Taxing the very few who are responsible through their capitalistic superiority by taking risks and putting their capital to work should be rewarded for adding economic value to the nation by generating millions of jobs and generating already high taxes that are withered away by inefficiencies at every level with abject neglect of accountability.

On the contrary, rather than taxing anything that moves, all that the Govt needs to do is to allow the corporates to draw a reverse Covid-Cess (from a national corpus created by the Govt to fight these unusual times) that is a percentage of the sum of average taxes paid by the business in the last 5 years or so.
Rather than juggling with a future stimulus that’s impossible to figure out in a complex country like India where the economic engine has come to a grinding halt – Why cant a % of annual taxes paid be returned to the tax payer to alleviate the economic pain.

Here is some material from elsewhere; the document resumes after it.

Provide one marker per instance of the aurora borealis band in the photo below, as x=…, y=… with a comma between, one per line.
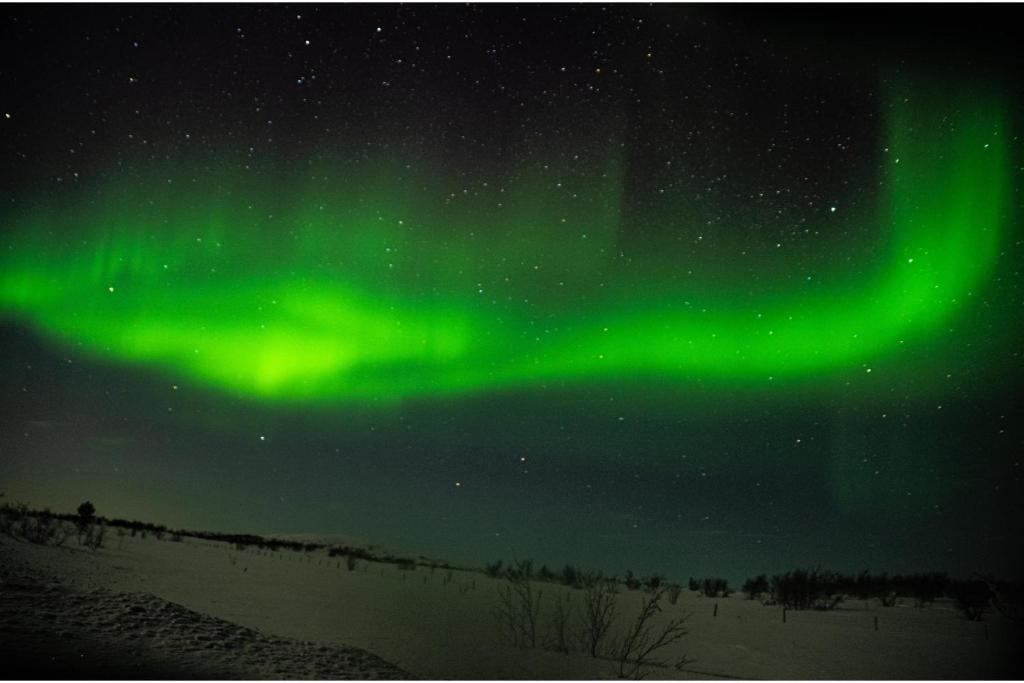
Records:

GST has been a revolutionary reform that reflects the quantum of sale of an organisation. The Govt can easily make a reasonable assumption of the Operating Profit of respective businesses according to their industry and deduct that from the reverse calculation of the revenues and provide that liquidity to enterprises that allows these to survive.

It sounds mighty responsible while sitting on a high horse to say “Dont retrench and don’t enforce a paycut” But can an organisation print/create money? – NO!!

But Governments Can – That’s what Governments are supposed to do while being responsible in good times while collecting tub-full of taxes year after year. And this isn’t the time to worry about Fiscal Deficit as inflation is the last cause of worry when the entire nation is afraid to spend even for basic needs because of the underlying fear of the unknown.

With all the alleged discipline that our policy makers seem to be proud of, we could barely manage a BBB- on our sovereign, does anyone really care if it changes to Junk.??

The stimulus that will save this nation is elusive, and the little flutter that was created so far is 0.8% of the GDP of India whereas USA has already given a stimulus of 12% of GDP and an additional 2.6% of GDP in payroll protection. In rupee terms Indias stimulus amounts Rs.1307 per capita in comparison to approx. Rs 5 Lacs per capita in the US.

The greatest service that our politicians and officers can do right now is:
  • Show up more frequently (great leaders are always there in form and spirit)
  • Demonstrate that You feel the pain of the common man / businessman / taxpayer / who are going through severe economic compression
  • Avoid frivolous, confidence draining statements (Ala IRS officer’s note to revive economy)
  • Find simple ways to give much needed stimulus rather than inventing complex formulas (that will never be perfected). Corporations / Individuals have P&L’s and Balance Sheets – Find ways to just use existing declared data to reverse the debits from these statements
  • Involve Industry leaders (who run real businesses and manage real situations) to tackle this vicious enemy
  • Reach out to political opponents (who are experienced & educated) and shed the walls of partisanship in the face of such adversity
  • And above all let the economic engine NOT STOP under any circumstance. Restarting it would take years
  • And lastly build confidence among us 1.3 billion people. Loss of Confidence kills the spirit to work, aspire, travel, purchase and that deflates an economy like nothing else.

The AC world is going to be far far different than what we are imagining right now. Not one economist / chartist / thought leader has the mental / academic bandwidth to fully model the effect of Corona on our planet – as right now we are still in the middle of a global crisis that’s unravelling.

But Lets get real , lets get going before its too late.